Erste wissenschaftliche Studien zu den Effekten der Pandemie zeigen, einige Menschen sind mehr als andere von den Folgen betroffen. Umfragen deuten auf einen Anstieg von Depressionen und Angst- und Panikstörungen hin. Dass dies nicht zuletzt Jugendliche betrifft, konnte ich in der Tagesklinik erleben.
Es war zunächst eine Herausforderung, eine Balance zwischen notwendigen Hygienevorschriften und einem hilfreichen Therapiesetting zu finden.
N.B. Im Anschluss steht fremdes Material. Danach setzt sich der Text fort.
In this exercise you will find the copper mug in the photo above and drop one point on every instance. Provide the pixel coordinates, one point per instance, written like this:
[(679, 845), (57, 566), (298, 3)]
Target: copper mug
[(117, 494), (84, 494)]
Die strenger werdenden Hygienevorschriften verunsicherten viele Jugendliche. Das Entwickeln einer therapeutischen Beziehung ist mit Maske erschwert. Gerade im Einzelgespräch spielt das Emotionenspiel der Mimik eine wichtige Rolle. Bei Familiengesprächen und Gruppentherapie gilt das ebenso. Auf einen Patienten mit einer Zwangsstörung, der gerade versucht, seinen Waschzwang oder Kontaminationszwang unter Kontrolle zu bringen, haben Mundschutz und der Hinweis auf kontrolliertes Händewaschen natürlich eine negative Auswirkung.
Um die Hygienevorschriften annähernd umsetzten zu können, sollte in der Tagesklinik mit nur halber Belegung gearbeitet werden. Dazu mussten Patient/innen mit milder Symptomatik entlassen werden, geplante Entlassungen wurden vorgezogen. Das wirkte sehr beunruhigend auf manche Patient/innen. Sie fragten sich, ob sie bald zurück in die Lebenssituation müssen, die sie einst in die Klinik gebracht hatte. Dazu kam das tägliche Corona-Testen. Einige setzten Symptome natürlich auch quasi strategisch ein – gerade um nach Hause gehen können. Andere wieder entwickelten allerdings auch psychosomatische Beschwerden.
Das Infektionsrisiko in der Tagesklinik ist hoch. Es wäre dennoch wenig sinnvoll, den Jugendlichen nahe zu legen, ihr soziales Bezugssystem zu vermeiden. Ist doch soziale Unterstützung ein entscheidender Resilienzfaktor. Auch Familien und Sozialarbeiter/innen kommen täglich zu Gesprächen und Therapie vorbei. Diesem Risiko sind Patient/innen und Mitarbeiter/innen ausgeliefert.
Für mich als zukünftigem Psychologen wurde klar – die klinische Praxis muss sich neuen Bedingungen stellen. Ein Ausbau von eHealth und online-Psychotherapie könnten hilfreiche Ansätze dafür sein.